Juanita Broaddrick describes private exchange that ALMOST made her feel sorry for Bill Clinton, until…

Women who have accused Bill Clinton of sexual assault slammed the former president for playing the victim in a recent interview.

Juanita Broaddrick and Kathleen Willey were “outraged” over Clinton’s response to questions about former White House intern, Monica Lewinsky, and whether he had ever apologized to her.

The former president became angry and deflected a question by NBC’s Craig Melvin, declaring instead that he already had apologized publicly to Lewinsky and that the public was on his side. He pushed back and accused Melvin of “giving one side and omitting facts.”

“Kathleen Willey, you watch that interview,” Fox News’ Laura Ingraham said during her show Monday. “Why am I stunned? He has not learned anything about this experience. He’s actually a smart guy. I’m almost speechless. Your reaction?”

“I was speechless too,” Willey responded. “I was outraged.”

“I could not believe the words that were coming out of his mouth and he was so arrogant and pompous about the whole thing. He actually believes — I think he actually does believe that he didn’t do anything wrong,” she said. “He never will. He doesn’t get it. That’s just the way it is.”

Broaddrick, who has accused Clinton of raping her, recounted how she told Clinton to “go to hell” in 1991 when he tried offered her a “profuse apology,” claiming he was a “changed man” and now a “family man.” Broaddrick was “flabbergasted,” she shared, but later began to feel bad that she had dismissed Clinton’s apology.

“I began to feel a little bad that I had said that. I kept thinking well, maybe he really meant that,” she said. “Then lo and behold…a week later, after he apologized, he announced he was running for president.”

Willey told Ingraham if Clinton called her today to extend his apologies over what he done, she would tell him the same thing Broaddrick did those many years ago.

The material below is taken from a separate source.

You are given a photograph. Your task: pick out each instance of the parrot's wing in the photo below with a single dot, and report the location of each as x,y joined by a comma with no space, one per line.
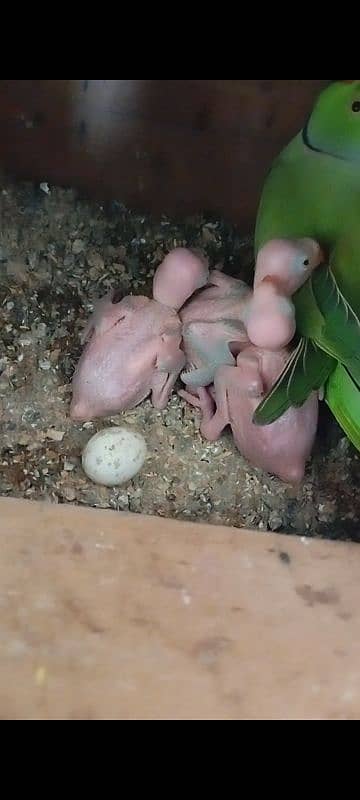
343,398
306,371
340,334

The women were aghast at Clinton’s apparent self-defense and how he presented himself as the victim in the Lewinsky case that eventually led to impeachment proceedings against him.

“And nobody believes that I got out of that for free,” Clinton said in the interview, noting how he left the White House $16 million in debt.

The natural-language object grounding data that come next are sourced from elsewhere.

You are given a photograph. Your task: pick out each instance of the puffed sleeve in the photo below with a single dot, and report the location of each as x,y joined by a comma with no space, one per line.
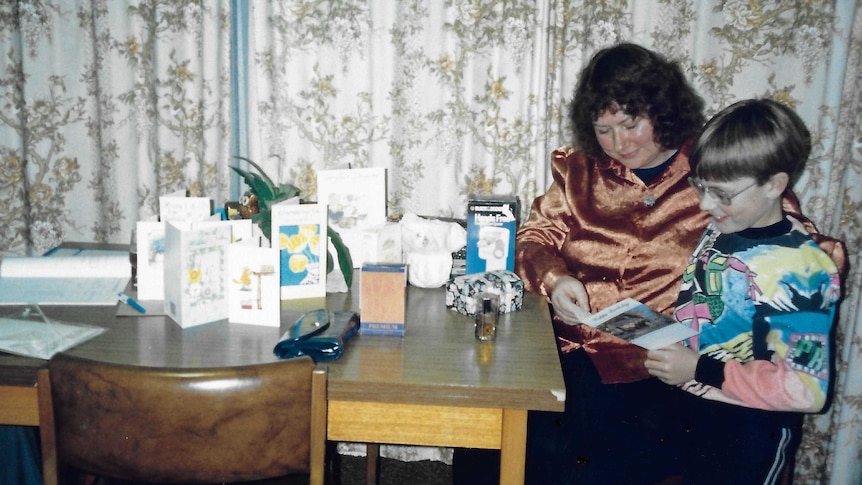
538,259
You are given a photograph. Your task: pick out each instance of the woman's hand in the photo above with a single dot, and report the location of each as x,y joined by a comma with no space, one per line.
674,365
570,300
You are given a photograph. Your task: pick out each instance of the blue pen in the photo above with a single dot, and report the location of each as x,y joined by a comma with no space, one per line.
132,303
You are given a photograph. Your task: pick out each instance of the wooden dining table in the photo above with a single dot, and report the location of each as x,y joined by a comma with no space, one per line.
437,385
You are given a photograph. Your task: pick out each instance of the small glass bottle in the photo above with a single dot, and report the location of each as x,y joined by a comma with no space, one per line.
486,317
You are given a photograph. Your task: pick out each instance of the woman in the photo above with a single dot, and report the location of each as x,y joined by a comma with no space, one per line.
619,221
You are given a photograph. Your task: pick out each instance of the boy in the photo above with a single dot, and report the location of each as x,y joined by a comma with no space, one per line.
763,296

“I saw this decrepit, angry old man who was trying to play the victim card,” Broaddrick said. “The same man who 40 years ago raped me. It was disgusting.”

Willey blasted Clinton for his remarks about having a sexual harassment policy in place when he was governor of Arkansas as well as his claim that he “had two women chief of staff when I was governor. Women were over-represented in the attorney general’s office in the ’70s.”

“He probably had a lot of women around so he could, you know, assault them,” Willey said.

Broaddrick concluded that in the end, she doesn’t believe there is “any redemption in regard to Bill and Hillary Clinton.”